Silicon transistors are two dimensional devices constructed from wafers making it critical that MLIPs are able to simulate not just bulk materials with periodic boundaries but also at surface terminations. The crystalline nature of many materials means that there are a few preferential surface terminations that have significantly lower energies. The lowest energy surface terminations dictate the structure observed experimentally as well as how the material is faceted. For silicon, the diamond cubic crystal structure has two common surface terminations, defined by crystal lattice planes (1, 0, 0) and (1, 1, 1), the latter of which has lower energy and is therefore experimentally observed.
We simulate both surfaces with PHIN-atomic and compare it to the accuracy of classical and pretrained foundation models compared to DFT. The predictions from PHIN and DFT data are nearly indistinguishable in Figure 4, while all the other models significantly misestimate the surface energy. This quality of agreement is possible due to PHIN-atomic’s ability to actively learn any structures it is uncertain about. This means that the model is accurate not for the final structure, but of all the structures throughout the relaxations, which is necessary to arrive at the correct final structure.
Creating pristine silicon ingots with near zero defects uses a continuous solidification process by drawing solid silicon from a molten bath. The silicon crystallizes into a single crystal structure that is cut into wafers. Optimizing the solidification process of silicon is therefore essential for high yields in chips manufacturing. Historically, this melting process was optimized over decades using trial and error as the semiconductor industry matured. Painstaking decades of development resulted in near perfect single crystal ingots that are drawn from a melt.
With MLIPs, we can simulate the solidification process with high accuracy.
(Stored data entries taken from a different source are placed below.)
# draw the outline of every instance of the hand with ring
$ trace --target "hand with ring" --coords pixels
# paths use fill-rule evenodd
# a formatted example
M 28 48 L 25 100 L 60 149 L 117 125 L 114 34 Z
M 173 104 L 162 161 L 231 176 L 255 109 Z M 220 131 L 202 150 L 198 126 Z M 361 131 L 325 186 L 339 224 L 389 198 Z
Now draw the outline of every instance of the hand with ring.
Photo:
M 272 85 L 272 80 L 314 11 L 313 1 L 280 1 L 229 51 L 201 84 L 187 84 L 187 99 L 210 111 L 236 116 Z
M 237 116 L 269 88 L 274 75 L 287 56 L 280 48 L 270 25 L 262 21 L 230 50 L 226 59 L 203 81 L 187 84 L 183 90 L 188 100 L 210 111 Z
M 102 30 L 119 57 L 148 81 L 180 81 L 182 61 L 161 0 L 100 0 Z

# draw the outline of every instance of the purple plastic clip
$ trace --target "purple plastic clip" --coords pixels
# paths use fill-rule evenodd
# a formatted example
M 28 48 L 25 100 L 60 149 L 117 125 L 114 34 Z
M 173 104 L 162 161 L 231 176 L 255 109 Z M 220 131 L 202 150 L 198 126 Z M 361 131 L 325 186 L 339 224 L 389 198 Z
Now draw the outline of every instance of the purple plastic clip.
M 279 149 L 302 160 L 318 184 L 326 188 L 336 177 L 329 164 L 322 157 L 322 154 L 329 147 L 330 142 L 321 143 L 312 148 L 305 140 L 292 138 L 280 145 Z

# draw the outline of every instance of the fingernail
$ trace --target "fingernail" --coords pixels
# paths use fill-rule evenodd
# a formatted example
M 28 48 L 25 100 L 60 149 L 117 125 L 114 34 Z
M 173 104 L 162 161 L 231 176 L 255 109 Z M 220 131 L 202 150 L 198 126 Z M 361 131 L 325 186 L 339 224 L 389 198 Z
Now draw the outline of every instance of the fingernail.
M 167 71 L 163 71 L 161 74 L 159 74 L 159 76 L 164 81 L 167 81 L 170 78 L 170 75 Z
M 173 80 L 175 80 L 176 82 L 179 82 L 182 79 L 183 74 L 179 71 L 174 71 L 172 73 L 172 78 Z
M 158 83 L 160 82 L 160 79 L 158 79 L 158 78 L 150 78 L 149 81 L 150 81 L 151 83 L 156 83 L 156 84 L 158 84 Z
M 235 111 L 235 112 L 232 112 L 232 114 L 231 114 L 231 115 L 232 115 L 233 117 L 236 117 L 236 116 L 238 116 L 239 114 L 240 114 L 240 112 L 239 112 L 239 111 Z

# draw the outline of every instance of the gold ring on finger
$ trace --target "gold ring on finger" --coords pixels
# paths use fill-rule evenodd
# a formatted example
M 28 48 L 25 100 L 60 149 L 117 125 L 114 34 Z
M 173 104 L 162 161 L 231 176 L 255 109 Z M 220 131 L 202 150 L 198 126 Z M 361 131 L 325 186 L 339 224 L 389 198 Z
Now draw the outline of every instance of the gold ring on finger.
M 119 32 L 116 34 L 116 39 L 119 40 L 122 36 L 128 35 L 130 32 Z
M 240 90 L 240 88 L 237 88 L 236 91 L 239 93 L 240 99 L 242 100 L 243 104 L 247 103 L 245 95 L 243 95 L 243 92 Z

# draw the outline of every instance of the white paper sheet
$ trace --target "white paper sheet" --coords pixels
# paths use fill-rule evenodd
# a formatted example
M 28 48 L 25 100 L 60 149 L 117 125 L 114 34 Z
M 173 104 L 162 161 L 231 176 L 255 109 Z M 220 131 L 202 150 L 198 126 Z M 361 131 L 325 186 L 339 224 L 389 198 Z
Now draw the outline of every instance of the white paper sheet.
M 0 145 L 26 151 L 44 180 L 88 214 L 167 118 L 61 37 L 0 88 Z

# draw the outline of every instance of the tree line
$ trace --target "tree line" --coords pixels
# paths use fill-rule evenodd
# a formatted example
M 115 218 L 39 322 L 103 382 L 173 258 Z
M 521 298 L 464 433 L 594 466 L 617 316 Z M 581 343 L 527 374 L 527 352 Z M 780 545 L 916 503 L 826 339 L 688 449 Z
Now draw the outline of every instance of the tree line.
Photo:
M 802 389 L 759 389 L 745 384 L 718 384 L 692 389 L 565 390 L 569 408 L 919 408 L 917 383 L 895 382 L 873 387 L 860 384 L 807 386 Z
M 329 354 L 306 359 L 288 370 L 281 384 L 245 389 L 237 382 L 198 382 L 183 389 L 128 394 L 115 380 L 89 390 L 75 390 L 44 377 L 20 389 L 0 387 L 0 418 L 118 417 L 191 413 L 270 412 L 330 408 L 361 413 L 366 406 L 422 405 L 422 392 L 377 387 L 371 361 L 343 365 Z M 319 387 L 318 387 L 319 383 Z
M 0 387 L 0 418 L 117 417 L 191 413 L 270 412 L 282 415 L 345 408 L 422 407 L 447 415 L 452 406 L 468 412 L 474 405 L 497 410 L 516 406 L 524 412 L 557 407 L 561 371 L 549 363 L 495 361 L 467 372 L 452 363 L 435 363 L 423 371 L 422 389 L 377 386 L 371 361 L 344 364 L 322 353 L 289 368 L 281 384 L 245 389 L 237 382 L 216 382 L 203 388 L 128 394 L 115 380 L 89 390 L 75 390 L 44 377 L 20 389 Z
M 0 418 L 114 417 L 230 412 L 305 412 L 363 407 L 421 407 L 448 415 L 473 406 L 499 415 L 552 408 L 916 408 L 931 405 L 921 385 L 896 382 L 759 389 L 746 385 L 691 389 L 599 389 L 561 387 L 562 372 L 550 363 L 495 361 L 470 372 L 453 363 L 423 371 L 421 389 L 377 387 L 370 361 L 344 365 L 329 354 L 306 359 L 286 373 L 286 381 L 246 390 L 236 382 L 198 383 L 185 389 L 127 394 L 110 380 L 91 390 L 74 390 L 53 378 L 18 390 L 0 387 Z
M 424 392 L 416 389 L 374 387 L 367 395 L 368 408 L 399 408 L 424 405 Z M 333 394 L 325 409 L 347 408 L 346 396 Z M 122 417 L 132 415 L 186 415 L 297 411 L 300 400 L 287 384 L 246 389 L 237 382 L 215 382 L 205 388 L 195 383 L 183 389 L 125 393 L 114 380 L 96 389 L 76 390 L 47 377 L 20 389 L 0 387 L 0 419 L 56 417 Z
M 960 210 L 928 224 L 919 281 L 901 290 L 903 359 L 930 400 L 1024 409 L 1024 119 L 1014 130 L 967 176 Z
The SLUSHI method for determining the melting process resembles the drawing of silicon from a melt. As seen in Figure 5a below, the structures are initialized with a 50-50 blend of crystalline and amorphous silicon. The structures are simulated at different temperatures to give the enthalpies of each structure. The solid-liquid phase transition is clearly demarcated by an increase in the enthalpy of the structure. The resulting phase transition temperature shows the accuracy of PHIN’s model to DFT and a clear improvement on foundation models.
As machine learning interatomic potentials move from materials discovery to materials development, it is critical that machine learning interatomic potentials are able to accurately simulate the material properties necessary for developing materials. Using silicon as a case study for semiconductor materials, we investigate using PHIN’s MLIP’s within PHIN-atomic to simulate the vacancy energy, surface energy, and melting temperature. For these three properties, it is clear that pretrained models are not capable of simulating them accurately. PHIN-atomic’s automated fine-tuning algorithm is critical to simulating properties of real materials and allows for subsequent exploration of novel material systems (e.g., wide-bandgap semiconductors, 2D materials) and device architectures (3D semiconductors), providing deep physical insight that guides the experimental synthesis and optimization process.